Greasezilla has brought its Knoxville facility fully online, marking what the company describes as the largest footprint of FOG receiving and recovery centers in the United States, and likely the world.
The site takes in fats, oils, and grease (FOG) pulled from grease traps and the waste stream, then recovers and recycles that material instead of sending it to landfills or incinerators. The valuable off-take is brown grease, also called advanced biofuel, which gets converted directly into sustainable aviation fuel (SAF) and renewable diesel.
The launch is already producing volume. Greasezilla says the first 50,000 gallons of brown grease advanced biofuel have departed Knoxville, headed to a refinery to be processed into clean renewable energy.
Brian Levine, Co-Founder and Executive Vice President of Greasezilla, framed the milestone in plain terms.
"We are proud to announce the full operational commencement of our Knoxville facility," Levine said. "Greasezilla boasts the largest footprint of FOG receiving and recovery centers in the United States, and likely in the world."
He added that the recovery model runs end to end. "In addition to receiving, recovering, and recycling FOG material, we take immense pride in the fact that the off-take from our system, known as brown grease and advanced biofuel, is directly converted into sustainable aviation fuel and renewable diesel."
The Knoxville launch fits a pattern Greasezilla has been building toward for over a year.

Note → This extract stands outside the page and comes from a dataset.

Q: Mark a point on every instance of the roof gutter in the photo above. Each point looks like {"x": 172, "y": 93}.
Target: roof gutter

Earlier this month, we covered the company's bp-backed expansion getting underway in Virginia. That deal had bp financing the buildout of new FOG receiving stations across the country, with up to 40 sites planned and significant capital committed per location, all aimed at growing the supply of brown grease into the renewable diesel and SAF markets. Virginia was the first site to come online. Knoxville is the next chapter, now running at full scale.
For years, brown grease was the feedstock nobody wanted to handle. It was messy, hard to process, and usually treated as a disposal problem.
That story keeps changing. A facility this size, shipping refinery-bound biofuel by the tanker load on day one, is a sign that grease trap waste has moved from liability to legitimate energy feedstock. Knoxville is online. Watch for the next site.